We saw earlier that we could group together pairs of values by surrounding with parentheses. Recall this example:

>>> year_born = ("Paris Hilton", 1981)

The pair is an example of a tuple. This is an example of a data structure --- a mechanism for grouping and organizing data to make it easier to use. Generalizing this, a tuple can be used to group any number of items into a single compound value. Syntactically, a tuple is a comma-separated sequence of values. Although it is not necessary, it is conventional to enclose tuples in parentheses:

>>> julia = ("Julia", "Roberts", 1967, "Duplicity", 2009, "Actress", "Atlanta, Georgia")

Tuples are useful for representing what other languages often call records --- some related information that belongs together, like your student record. There is no description of what each of these fields means, but we can guess. A tuple lets us "chunk" together related information and use it as a single thing.

Tuples are very similar to lists and support the same sequence operations as lists.

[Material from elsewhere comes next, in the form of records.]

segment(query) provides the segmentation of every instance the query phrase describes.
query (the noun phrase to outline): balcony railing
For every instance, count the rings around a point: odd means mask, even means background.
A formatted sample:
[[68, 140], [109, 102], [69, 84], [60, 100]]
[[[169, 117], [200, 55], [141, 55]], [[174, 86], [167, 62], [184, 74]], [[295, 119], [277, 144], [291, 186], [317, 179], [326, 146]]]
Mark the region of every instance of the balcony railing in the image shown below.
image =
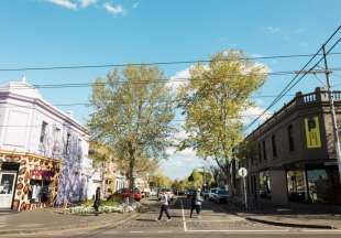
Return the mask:
[[[341, 90], [331, 91], [334, 101], [341, 101]], [[249, 134], [252, 136], [256, 131], [261, 130], [262, 128], [271, 125], [275, 119], [282, 118], [285, 113], [290, 111], [292, 109], [296, 108], [297, 106], [308, 105], [308, 104], [317, 104], [317, 102], [327, 102], [329, 101], [328, 91], [324, 88], [316, 88], [314, 93], [309, 94], [301, 94], [298, 91], [288, 104], [280, 108], [277, 112], [275, 112], [271, 118], [264, 121], [258, 128], [256, 128], [253, 132]]]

The index operator selects an element from a tuple:

>>> julia[2]
1967

However, tuples are not the same as lists. Next to the different syntax (parentheses instead of square brackets), an important difference is that tuples are unmutable. If we try to use item assignment to modify one of the elements of the tuple, we get an error:

>>> julia[0] = "X"
TypeError: 'tuple' object does not support item assignment

Similarly, we can not add elemnts to a tuple, or remove them; once Python has created a tuple in memory, it cannot be changed.

Of course, even if we can't modify the elements of a tuple, we can always make the julia variable reference a new tuple holding different information. To construct the new tuple, it is convenient that we can slice parts of the old tuple and join up the bits to make the new tuple. So if julia has a new recent film, we could change her variable to reference a new tuple that used some information from the old one:

>>> julia = julia[:3] + ("Eat Pray Love", 2010) + julia[5:]
>>> julia
("Julia", "Roberts", 1967, "Eat Pray Love", 2010, "Actress", "Atlanta, Georgia")

To create a tuple with a single element (but you're probably not likely to do that too often), we have to include the final comma, because without the final comma, Python treats the (5) below as an integer in parentheses:

>>> tup = (5,)
>>> type(tup)
<class 'tuple'>
>>> x = (5)
>>> type(x)
<class 'int'>

Given the similarity between Python's tuples and lists, a good question is why tuples exist at all. Why doesn't Python only have lists? There are two good reasons for the existence of tuples.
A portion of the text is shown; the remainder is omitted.